The invention described in claim 2
Ingredient composition further
Cr: 0.01-1.0% and / or Mo: 0.01-1.0%
The high-strength cold-rolled steel sheet having an excellent balance between elongation and stretch flangeability according to claim 1.

The invention according to claim 3
Ingredient composition further
Cu: 0.05-1.0% and / or Ni: 0.05-1.0%
The high-strength cold-rolled steel sheet having an excellent balance between elongation and stretch flangeability according to claim 1 or 2.

The invention according to claim 4
Furthermore,
Ca: 0.0005 to 0.01% and / or Mg: 0.0005 to 0.01%
The high-strength cold-rolled steel sheet having an excellent balance between elongation and stretch flangeability according to any one of claims 1 to 3.

  According to the present invention, in a two-phase structure composed of ferrite and tempered martensite, by properly controlling the hardness of tempered martensite and its area ratio, and the distribution of cementite particles in the tempered martensite, The tensile strength can be further improved while ensuring the balance between the flangeability and the elongation, and a high-strength steel sheet excellent in formability can be provided even in a higher strength class than the above-mentioned prior invention steel.

  The present inventors are based on a high-strength steel sheet having a two-phase structure composed of ferrite and tempered martensite (hereinafter sometimes simply referred to as “martensite”) in the same manner as the above-described prior invention steel sheet.

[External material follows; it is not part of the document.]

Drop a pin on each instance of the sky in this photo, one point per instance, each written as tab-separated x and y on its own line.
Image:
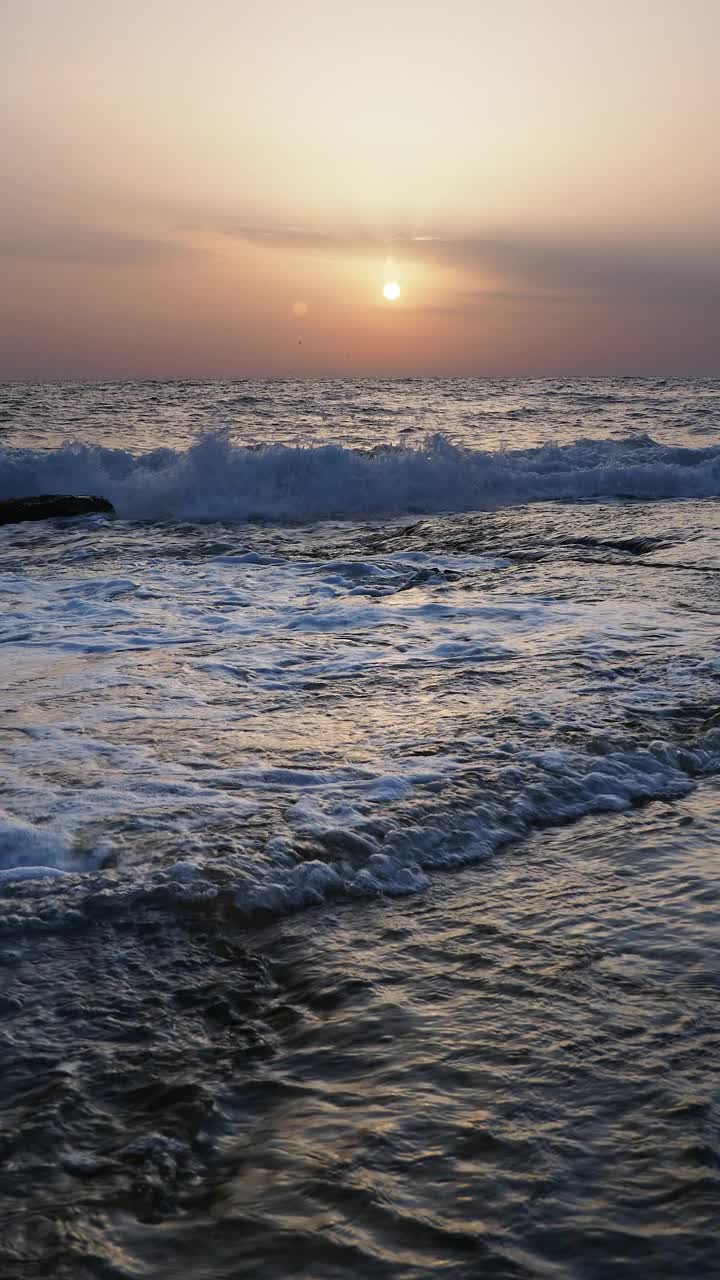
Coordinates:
199	188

The ratio of ferrite is further reduced than that of the invention steel (that is, the ratio of martensite is further increased), and the cementite in the martensite is refined while maintaining the hardness of the martensite high by adjusting the tempering conditions. As a result of intensive investigations, it was concluded that the present invention could be completed as a result of intensive studies that increased martensite strength and improved stretch flangeability would provide a high-strength steel sheet that could satisfy the above-mentioned level of demand. It was.

  Hereinafter, the structure characterizing the steel sheet of the present invention will be described first.

[Structure of the steel sheet of the present invention]
As described above, the steel sheet of the present invention is common to the steel sheet of the prior invention in that it has a two-phase structure composed of ferrite and tempered martensite, but is different in the following points.

  That is, the area ratio of the tempered martensite is 40% or more (including 100%) in the above-described steel sheet of the present invention, whereas the steel sheet of the present invention has 70% or more (100% of the martensite side). Including).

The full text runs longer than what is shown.